Three Shades of Sex (Or Changing My Point of View)
First let preface this blog with a great big thank you to my hosts for having me. As I sat down to write this, I am waiting for the dryer to finish with my laundry so I can fold it up, pack and finish getting ready to leave for Authors After Dark in New Orleans. Only last minute good fortune allowed me this opportunity to go and I personally can’t wait to get there to see old friends and new in the colorful theater of the city of New Orleans itself.
But I digress…
I wanted to take a moment to talk to you about Jacob’s Trial, the second book in the initial trilogy that launches my Forbidden Legacy series. I’m especially proud of Jacob’s Trial because it allowed me to dig deeper into a world that I only managed to glimpse in the first novel: Cassandra’s Dilemma.
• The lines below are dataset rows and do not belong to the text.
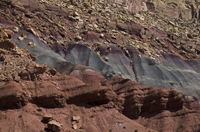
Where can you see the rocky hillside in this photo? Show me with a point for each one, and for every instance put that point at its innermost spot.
(98, 66)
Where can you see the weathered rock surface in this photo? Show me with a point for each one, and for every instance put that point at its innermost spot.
(88, 41)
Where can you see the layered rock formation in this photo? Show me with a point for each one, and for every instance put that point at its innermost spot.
(96, 66)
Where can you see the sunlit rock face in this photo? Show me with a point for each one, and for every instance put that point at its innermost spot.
(185, 9)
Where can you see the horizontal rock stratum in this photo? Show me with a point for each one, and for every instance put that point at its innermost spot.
(99, 66)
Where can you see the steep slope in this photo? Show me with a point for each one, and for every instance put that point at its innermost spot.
(90, 42)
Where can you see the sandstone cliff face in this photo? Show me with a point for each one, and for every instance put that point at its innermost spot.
(70, 49)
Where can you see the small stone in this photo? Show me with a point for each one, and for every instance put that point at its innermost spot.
(102, 35)
(31, 30)
(76, 118)
(3, 34)
(46, 118)
(54, 126)
(20, 38)
(78, 37)
(9, 32)
(52, 71)
(76, 14)
(105, 58)
(75, 126)
(70, 7)
(95, 26)
(31, 44)
(16, 29)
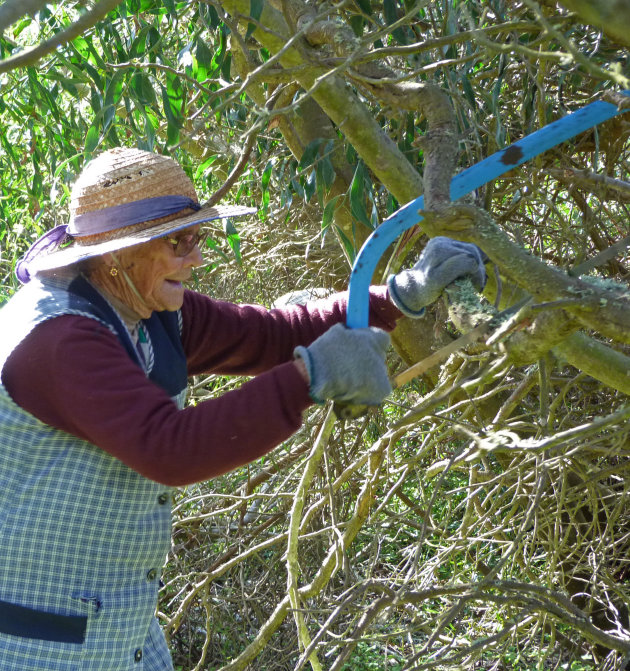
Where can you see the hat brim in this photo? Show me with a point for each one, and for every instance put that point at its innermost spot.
(76, 253)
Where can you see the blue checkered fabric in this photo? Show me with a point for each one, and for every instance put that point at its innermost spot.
(80, 532)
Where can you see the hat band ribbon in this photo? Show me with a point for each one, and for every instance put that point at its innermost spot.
(128, 214)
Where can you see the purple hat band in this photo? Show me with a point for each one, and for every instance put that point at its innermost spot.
(128, 214)
(102, 221)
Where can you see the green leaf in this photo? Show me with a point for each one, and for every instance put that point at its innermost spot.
(391, 15)
(141, 85)
(348, 246)
(358, 196)
(233, 238)
(204, 60)
(91, 139)
(255, 11)
(329, 214)
(310, 152)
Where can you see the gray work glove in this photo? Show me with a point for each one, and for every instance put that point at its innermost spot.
(348, 365)
(442, 262)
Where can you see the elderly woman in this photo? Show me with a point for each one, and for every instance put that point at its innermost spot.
(95, 353)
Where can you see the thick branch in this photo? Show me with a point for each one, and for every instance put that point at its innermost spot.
(341, 104)
(598, 307)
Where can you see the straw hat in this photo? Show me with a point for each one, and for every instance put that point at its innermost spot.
(123, 197)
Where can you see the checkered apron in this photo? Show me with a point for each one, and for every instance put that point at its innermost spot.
(81, 534)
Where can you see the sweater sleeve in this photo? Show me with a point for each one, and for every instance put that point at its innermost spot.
(72, 373)
(232, 339)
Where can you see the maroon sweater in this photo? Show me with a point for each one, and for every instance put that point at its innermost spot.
(73, 374)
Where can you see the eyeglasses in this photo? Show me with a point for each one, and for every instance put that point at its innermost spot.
(184, 244)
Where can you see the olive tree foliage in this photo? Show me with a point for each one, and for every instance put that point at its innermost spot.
(481, 516)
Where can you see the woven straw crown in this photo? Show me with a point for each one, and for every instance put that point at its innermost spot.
(116, 178)
(124, 175)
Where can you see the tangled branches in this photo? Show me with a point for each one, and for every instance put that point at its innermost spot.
(432, 537)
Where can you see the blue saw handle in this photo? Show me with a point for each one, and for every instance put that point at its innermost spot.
(470, 179)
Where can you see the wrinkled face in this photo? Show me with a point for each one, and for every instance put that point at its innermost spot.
(157, 273)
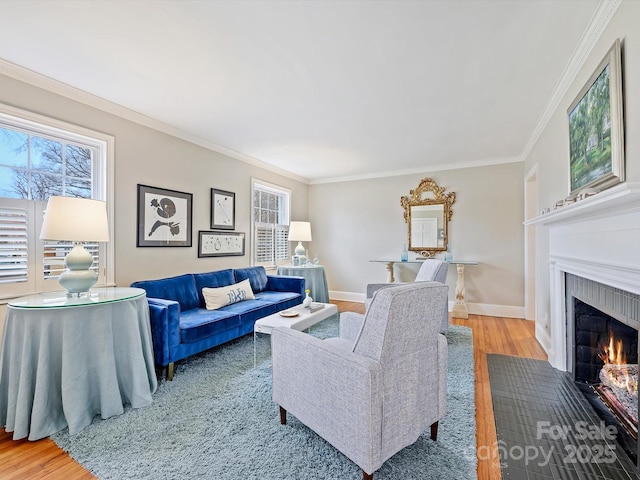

So why didn’t I dig further in that first book? Because the first in the series was told solely from Cassandra’s viewpoint. Don’t get me wrong, I love Cassie, but Cassie didn’t always understand the political and social nuances of engaging with the Fae or the Wizards. She didn’t have the history or the ancient enimities nor did she really face a challenge beyond trying to stay alive and convincing the two men she loved (enemies to boot) that she wanted them both.
Now, before you say it, yes, I know that was a challenge. But unlike Jacob and Helcyon, Cassie wasn’t conditioned by centuries of hate and anxiety nor did the blood spilled run as deep in her history as it did in these two men.
When I began Jacob’s Trial, I knew that I had to go into Jacob’s head and Helcyon’s—I had to engage all three perspectives in order to really tell the tale and do it justice. And let me tell you—damn, do I wish I’d done this sooner.
I fell in love with Jacob’s grumpy heroics and Helcyon’s dashing assuredness right alongside Cassandra, but seeing her through their eyes—seeing the world through their eyes—introduced me to a darker, deeper level where their passion could explode.
How could this woman be so subsumed by two men? How could she captivate them? How does one find a balance between hate and love? How can passion build a bridge to the discovery of love, truth, and the promise of a future together? And how far will—and can—these enemies go to save her and each other?
Yeah, that’s what I loved about Jacob’s Trial and why I was so excited to continue that erotic journey through Hels’s Gauntlet (releasing August 19). Discover the passion, the ancient wounds, and the lover’s triad that changes their world.
Do you find that you prefer the hero or the heroine’s perspective when you read a novel?